Sand whipped into my exposed face stinging every inch of flesh as internal moisture evaporated. I coughed lightly when staring at faceless corpses arms reaching upwards in petrified agony. I felt numb to look around see re breathers, lasguns and numerous skinless skulls with jaws exposed openly. So many died looking upon something so horrifying, too unnatural and as a result? They'd clawed their eyes out, or everything for a face because it'd been too much to withstand mentally and it'd drove every man mad to death itself.

Buildings half shaded met my entire surroundings whereas stakes impaled bodies of various ages equally hellish. Men, women, children and newborns all were arranged around in a circular angle with faces staring downward. None more horrified, or agonized save for blood leaking downward to mimic rain. I looked over seeing destroyed weaponry, a knife melted and various casings which littered every foot of open space. Whatever had happened wasn't meant to be destroyed by sheer firepower, or will alone because it'd been too powerful to be deterred. In short my death was merely in waiting, a soft reminder kept me rooted in resignation.

Musical humming seemingly flirted among winds as I turned around tiredly seeing a massive shadow emerge. It twirled, twisted and never ceased whenever it came across out of sight. Whatever it seemed, I witnessed an unnatural size and grace whenever it came within view. Yet it faded away appearing behind, or distantly at random but clear intervals. The musical harmonious giggle occasionally broke hums to eerily tempt those seeking it, or dared too.

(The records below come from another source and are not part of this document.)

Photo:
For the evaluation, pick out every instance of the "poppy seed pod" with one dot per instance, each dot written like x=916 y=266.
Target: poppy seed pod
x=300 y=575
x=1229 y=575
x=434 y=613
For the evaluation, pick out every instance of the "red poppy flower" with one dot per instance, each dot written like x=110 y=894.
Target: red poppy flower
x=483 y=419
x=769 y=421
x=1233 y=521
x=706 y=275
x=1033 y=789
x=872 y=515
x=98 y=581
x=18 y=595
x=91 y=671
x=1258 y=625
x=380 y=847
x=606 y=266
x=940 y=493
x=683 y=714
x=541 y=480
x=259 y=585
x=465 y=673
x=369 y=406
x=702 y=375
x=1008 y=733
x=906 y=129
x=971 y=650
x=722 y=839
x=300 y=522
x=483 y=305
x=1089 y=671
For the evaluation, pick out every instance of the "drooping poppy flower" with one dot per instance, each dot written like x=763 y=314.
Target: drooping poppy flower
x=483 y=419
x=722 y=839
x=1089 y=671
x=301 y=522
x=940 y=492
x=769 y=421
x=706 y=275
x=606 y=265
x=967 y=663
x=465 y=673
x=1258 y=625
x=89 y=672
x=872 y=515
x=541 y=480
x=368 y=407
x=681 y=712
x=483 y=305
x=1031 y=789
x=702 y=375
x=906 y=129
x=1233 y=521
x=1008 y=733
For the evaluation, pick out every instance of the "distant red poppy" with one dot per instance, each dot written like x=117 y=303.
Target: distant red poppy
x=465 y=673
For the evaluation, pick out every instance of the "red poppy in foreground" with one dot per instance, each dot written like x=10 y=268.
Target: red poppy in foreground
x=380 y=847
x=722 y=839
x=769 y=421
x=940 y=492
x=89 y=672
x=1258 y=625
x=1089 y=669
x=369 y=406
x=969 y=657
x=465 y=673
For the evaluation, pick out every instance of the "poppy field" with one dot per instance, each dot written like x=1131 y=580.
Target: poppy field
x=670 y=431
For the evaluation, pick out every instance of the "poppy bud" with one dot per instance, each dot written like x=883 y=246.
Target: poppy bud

Bolters discharged rapidly possibly another block, or two away yet they'd never reach me in time. I was within death's reach again, I felt crawling up my spine and every giggle signaled an impatience for every moment wasted. I looked over to see one faceless corpse I'd struggled to save, to help and yet I watched him die powerless. Whatever was around me, it'd been too powerful and far too deliberate to take delight in my suffering of unimaginable lengths. That damned giggling never ceased especially once tears fell silently, I never understood why these daemons feasted on raw emotion and now I had an inkling as to why.

The soul was too powerful to not exploit, to not ignore and to never be deemed worthless. I weakly got onto feet with legs trembling as a slight burning sensation grasped in a palm kept me focused. The purity seal which I'd blessed, had been blessed by others and represented holy resolve seared flesh due to tainted forces unseen. An overt pleasant sensation oozed around to corrupt, morph and inevitably turn any weak willed into damnation. I was the only living being capable to withstand it, I saw it and I knew what had to be done to succeed above all else.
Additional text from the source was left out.